Sedangkan dari sisi legal formal, bersepeda dan pemakai sepeda
(selanjutnya disebut: pesepeda) saat ini sudah mendapatkan perlindungan
yang cukup baik. Hal ini setelah disahkannya UU RI Nomor 22 Tahun 2009
tentang Lalu Lintas Dan Angkutan Jalan.
Dalam UU RI tersebut, pemerintah berkewajiban memberikan fasilitas
yang layak bagi pesepeda; pemerintah harus memberikan kemudahan berlalu
lintas bagi pesepeda; pesepeda berhak atas fasilitas pendukung keamanan,
keselamatan, ketertiban, dan kelancaran dalam berlalu lintas;
mewajibkan setiap orang yang mengemudikan kendaraan bermotor di jalan
wajib mengutamakan keselamatan pejalan kaki dan pesepeda; dan
seterusnya.
Itu semua adalah fakta sejarah dan fakta legal, tetapi kondisi saat
ini, jalanan Jombang sudah dikuasai oleh mesin! Moda transportasi
berbasis tenaga manusia dan hewan yang lebih ramah lingkungan tergusur
secara perlahan.
Sepeda motor dan mobil yang berbasis mesin adalah moda transportasi
yang saat ini membanjiri dan menjadi raja di jalanan Jombang. Moda
trasnportasi yang tidak ramah lingkungan karena gas buang yang polutif
serta boros energy migas ini menjadikan Jombang yang ramah, bersih dan
murah, sedikit demi sedikit, menjadi kota/wilayah yang tidak ramah,
tercemar dan berbiaya tinggi.
Sepeda yang semula menjadi moda transportasi utama rakyat Jombang,
sekarang menjadi moda transportasi kelas dua, dikalahkan oleh mesin (!).

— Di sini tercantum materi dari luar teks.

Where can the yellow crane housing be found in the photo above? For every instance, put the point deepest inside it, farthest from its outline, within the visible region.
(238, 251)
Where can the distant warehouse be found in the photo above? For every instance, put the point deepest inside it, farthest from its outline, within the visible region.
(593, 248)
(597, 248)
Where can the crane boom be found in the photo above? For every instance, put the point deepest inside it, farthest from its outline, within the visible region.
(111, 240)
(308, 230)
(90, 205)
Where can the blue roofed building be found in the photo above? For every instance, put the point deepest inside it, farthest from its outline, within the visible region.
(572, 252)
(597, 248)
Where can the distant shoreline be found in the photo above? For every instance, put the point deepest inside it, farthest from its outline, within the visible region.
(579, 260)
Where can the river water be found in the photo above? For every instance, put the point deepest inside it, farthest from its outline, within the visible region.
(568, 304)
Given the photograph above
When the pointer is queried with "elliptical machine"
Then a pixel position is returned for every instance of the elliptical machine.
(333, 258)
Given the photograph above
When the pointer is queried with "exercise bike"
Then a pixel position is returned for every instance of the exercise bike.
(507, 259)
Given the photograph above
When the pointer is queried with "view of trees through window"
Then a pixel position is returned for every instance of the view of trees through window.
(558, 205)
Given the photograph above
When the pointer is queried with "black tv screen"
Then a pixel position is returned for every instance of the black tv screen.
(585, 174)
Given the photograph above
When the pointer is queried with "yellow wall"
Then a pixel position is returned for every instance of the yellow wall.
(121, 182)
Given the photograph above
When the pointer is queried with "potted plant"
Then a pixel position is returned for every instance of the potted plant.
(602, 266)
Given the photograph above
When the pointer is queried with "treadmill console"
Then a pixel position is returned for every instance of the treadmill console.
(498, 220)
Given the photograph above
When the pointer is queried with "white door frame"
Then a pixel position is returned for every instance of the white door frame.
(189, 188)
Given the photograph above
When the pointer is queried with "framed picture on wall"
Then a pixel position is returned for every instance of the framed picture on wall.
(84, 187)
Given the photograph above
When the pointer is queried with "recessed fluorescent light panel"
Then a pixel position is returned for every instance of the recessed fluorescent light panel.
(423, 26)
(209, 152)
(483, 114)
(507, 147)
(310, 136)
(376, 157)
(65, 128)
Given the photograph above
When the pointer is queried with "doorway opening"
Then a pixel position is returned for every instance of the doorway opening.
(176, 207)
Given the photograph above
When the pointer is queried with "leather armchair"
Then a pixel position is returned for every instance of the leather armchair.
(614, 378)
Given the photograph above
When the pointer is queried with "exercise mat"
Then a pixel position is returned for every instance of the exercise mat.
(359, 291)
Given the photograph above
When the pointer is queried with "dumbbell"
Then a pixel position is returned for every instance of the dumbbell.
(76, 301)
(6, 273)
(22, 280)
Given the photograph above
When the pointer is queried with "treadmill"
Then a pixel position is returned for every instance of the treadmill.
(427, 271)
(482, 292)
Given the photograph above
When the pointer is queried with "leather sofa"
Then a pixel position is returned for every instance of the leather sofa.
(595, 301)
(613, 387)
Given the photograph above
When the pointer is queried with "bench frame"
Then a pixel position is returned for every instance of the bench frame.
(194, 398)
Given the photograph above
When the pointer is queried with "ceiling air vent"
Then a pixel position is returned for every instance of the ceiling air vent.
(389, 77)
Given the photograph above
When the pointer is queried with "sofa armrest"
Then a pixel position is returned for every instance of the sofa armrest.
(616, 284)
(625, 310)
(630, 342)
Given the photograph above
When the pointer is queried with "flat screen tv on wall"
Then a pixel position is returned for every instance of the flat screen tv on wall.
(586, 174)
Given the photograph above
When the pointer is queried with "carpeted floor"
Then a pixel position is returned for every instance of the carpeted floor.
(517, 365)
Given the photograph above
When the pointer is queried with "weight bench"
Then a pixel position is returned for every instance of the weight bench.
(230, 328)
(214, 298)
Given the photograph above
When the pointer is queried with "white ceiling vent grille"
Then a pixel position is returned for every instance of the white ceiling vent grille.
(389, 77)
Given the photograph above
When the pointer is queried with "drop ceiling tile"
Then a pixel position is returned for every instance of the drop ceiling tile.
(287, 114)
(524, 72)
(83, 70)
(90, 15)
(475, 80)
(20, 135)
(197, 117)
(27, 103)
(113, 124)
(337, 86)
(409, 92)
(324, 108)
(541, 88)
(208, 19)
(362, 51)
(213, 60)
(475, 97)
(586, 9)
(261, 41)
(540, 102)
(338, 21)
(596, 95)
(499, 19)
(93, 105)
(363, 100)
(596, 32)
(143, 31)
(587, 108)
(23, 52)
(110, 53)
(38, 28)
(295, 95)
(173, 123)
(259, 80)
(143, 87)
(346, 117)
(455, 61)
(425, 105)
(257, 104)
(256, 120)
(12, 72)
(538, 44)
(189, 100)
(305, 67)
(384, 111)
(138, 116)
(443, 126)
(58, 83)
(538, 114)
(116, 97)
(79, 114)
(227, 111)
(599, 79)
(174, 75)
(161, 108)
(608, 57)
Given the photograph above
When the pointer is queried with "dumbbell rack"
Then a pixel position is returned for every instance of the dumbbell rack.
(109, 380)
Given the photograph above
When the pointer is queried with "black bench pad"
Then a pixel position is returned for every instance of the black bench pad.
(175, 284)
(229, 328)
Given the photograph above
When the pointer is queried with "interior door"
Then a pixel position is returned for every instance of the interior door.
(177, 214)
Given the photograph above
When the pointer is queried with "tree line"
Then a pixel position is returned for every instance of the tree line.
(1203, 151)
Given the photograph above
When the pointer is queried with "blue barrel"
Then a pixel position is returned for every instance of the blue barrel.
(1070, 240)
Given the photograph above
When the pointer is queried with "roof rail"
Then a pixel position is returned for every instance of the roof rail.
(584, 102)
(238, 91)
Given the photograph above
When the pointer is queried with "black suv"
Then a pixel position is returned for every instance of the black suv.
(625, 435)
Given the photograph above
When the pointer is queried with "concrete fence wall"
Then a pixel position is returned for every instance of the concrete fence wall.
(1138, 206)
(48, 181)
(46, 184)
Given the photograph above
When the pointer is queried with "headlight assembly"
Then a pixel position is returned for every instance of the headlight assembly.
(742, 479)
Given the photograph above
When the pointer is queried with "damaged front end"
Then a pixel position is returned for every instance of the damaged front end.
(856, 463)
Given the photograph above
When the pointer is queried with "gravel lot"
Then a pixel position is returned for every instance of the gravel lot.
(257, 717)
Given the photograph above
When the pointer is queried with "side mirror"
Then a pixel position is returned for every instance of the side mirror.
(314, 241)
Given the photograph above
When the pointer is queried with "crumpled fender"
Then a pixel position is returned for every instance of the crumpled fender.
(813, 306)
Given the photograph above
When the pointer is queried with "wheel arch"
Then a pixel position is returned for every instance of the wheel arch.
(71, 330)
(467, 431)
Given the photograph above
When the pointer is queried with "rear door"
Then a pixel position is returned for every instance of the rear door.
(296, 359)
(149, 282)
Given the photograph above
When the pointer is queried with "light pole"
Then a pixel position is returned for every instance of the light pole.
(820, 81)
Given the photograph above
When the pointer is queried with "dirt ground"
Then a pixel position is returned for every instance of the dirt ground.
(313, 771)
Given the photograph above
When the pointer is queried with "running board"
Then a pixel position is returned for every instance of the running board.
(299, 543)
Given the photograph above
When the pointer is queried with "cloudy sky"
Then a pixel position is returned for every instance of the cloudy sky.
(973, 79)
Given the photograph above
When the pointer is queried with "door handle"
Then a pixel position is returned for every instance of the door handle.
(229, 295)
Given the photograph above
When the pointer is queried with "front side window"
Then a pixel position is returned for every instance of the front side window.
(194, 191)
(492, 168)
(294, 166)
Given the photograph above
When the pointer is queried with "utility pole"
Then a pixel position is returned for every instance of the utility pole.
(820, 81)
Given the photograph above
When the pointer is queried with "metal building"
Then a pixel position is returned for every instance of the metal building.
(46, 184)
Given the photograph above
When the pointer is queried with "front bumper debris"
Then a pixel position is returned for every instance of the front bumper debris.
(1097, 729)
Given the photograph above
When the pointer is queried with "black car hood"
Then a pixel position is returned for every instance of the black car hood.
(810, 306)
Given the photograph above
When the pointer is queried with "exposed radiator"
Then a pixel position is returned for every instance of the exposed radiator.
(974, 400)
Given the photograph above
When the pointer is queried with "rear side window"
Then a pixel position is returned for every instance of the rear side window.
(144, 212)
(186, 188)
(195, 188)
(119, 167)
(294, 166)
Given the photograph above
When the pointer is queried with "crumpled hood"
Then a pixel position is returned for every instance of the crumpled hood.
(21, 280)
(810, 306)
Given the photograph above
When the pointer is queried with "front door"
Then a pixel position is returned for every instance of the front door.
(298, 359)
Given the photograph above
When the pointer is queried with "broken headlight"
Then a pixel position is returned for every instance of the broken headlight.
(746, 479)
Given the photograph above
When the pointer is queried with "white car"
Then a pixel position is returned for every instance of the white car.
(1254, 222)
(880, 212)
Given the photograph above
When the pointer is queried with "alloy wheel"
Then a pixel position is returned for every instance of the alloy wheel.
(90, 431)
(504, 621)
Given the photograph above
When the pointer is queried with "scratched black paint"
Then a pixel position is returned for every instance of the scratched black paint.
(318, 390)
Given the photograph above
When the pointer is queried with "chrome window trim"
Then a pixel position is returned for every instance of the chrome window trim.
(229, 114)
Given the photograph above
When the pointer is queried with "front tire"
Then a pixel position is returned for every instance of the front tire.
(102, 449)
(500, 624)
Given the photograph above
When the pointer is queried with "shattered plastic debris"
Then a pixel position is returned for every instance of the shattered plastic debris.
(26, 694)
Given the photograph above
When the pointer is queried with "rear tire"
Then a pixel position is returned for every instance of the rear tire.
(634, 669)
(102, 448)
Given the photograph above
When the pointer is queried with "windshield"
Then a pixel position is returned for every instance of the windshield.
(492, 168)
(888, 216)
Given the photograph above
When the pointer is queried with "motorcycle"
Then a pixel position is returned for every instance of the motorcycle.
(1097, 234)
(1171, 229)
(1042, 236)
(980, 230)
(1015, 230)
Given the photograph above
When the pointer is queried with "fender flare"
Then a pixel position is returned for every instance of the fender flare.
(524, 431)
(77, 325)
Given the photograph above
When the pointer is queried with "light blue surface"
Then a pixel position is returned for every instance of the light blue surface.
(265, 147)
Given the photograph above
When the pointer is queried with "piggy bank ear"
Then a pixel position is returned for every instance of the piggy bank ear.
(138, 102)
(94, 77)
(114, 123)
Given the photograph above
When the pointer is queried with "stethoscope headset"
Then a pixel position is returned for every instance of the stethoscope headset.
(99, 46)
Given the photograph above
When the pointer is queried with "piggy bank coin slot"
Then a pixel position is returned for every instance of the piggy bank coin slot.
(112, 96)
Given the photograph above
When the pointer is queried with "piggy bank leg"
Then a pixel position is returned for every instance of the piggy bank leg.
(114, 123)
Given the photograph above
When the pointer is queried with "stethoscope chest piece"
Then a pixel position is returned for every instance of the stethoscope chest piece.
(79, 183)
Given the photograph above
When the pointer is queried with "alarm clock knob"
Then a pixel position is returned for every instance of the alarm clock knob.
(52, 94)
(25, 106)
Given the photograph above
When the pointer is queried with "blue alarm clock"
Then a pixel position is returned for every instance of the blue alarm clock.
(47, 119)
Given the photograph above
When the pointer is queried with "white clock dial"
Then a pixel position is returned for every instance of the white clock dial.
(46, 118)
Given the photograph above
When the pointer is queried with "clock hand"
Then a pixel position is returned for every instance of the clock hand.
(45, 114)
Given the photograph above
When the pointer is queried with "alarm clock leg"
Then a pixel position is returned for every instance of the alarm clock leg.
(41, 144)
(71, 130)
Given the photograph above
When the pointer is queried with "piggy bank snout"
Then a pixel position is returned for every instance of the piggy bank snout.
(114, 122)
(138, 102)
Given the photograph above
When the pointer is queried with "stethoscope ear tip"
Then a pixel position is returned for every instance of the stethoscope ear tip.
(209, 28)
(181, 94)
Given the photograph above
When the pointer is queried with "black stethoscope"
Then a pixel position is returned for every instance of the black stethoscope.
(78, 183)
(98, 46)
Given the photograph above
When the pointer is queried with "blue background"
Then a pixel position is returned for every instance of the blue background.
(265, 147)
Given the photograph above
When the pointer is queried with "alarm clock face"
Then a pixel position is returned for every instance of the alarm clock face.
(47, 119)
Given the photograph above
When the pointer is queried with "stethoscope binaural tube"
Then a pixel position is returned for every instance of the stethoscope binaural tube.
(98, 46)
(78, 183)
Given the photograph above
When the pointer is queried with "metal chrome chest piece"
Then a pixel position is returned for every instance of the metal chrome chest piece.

Mengapa sepeda menjadi moda transportasi kelas dua? Kondisi ini tidak
terjadi begitu saja, atau sudah takdirnya. Ada kegiatan yang menjadikan
sepeda mengalami nasib seperti itu, dan kegiatan tersebut dilakukan
dengan biaya yang cukup tinggi, karena mengubah pikiran, sikap dan
perilaku seseorang saat melihat sepeda di jalanan. Kegiatan tersebut
adalah kampanye besar-besaran dari produsen moda transportasi
bermotor/mesin. Kampanye ini gencar dilakukan sehingga menjadikan
pikiran kita dan pembuat kebijakan transportasi dipengaruhi sehingga
“seolah-olah” moda transportasi di jalan hanyalah kendaraan bermotor, di
luar itu bukan.
Hal tersebut berdampak juga pada pelaksanaan aturan atau
undang-undang yang dibuat secara legal. Meskipun UU RI tentang Lalu
Lintas Dan Angkutan Jalan telah dibuat dan disahkan, namun tidak serta
merta UU tersebut bisa dijalankan dengan baik. Kenapa? Jika kita bicara
tentang aturan atau UU, kita bicara tentang 3 hal: pertama, isi aturan; kedua, aparat pelaksana aturan; ketiga, masyarakat yang terkait aturan.
Dalam UU RI tersebut, dari sisi isi-nya sudah cukup baik, dan
merupakan hasil dari upaya pegiat bersepeda dalam menjamin hak pesepeda.
Dari sisi aparat pelaksana, sampai saat ini masih belum merata. Masih
banyak aparat pemerintah yang belum ber-persepktif UU RI tersebut.
Artinya, masih banyak aparat pemerintah yang belum memahami betul isi
dari UU tersebut, karena itu belum bisa melihat dari sudut UU tersebut
dalam membuat kebijakan tentang jalan. Sedangkan dari sisi masyarakat,
yang berarti dari sisi kebudayaan, masih sedikit yang mengerti dan
memahami UU tersebut, sehingga kasadaran akan pentingnya perlindungan
dan penghormatan terhadap pesepeda dan pejalan kaki masih sangat rendah.
Dari kondisi tersebut: sejarah, kebudayaan dan aturan
(undang-undang), saat ini menghadapi kelemahan, kendala dan tantangan
yang cukup berat. Karena itu butuh sebuah gerakan agar UU RI tersebut
bisa berjalan dengan baik, kebudayaan masyarakat mengalami perubahan
dalam melihat sepeda, dan sepeda bisa terus lestari dan menjadi moda
transportasi yang lebih “dihormati” dan tidak berada di kelas dua saat
di jalanan. Tidak cukup hanya satu atau dua orang yang bergerak.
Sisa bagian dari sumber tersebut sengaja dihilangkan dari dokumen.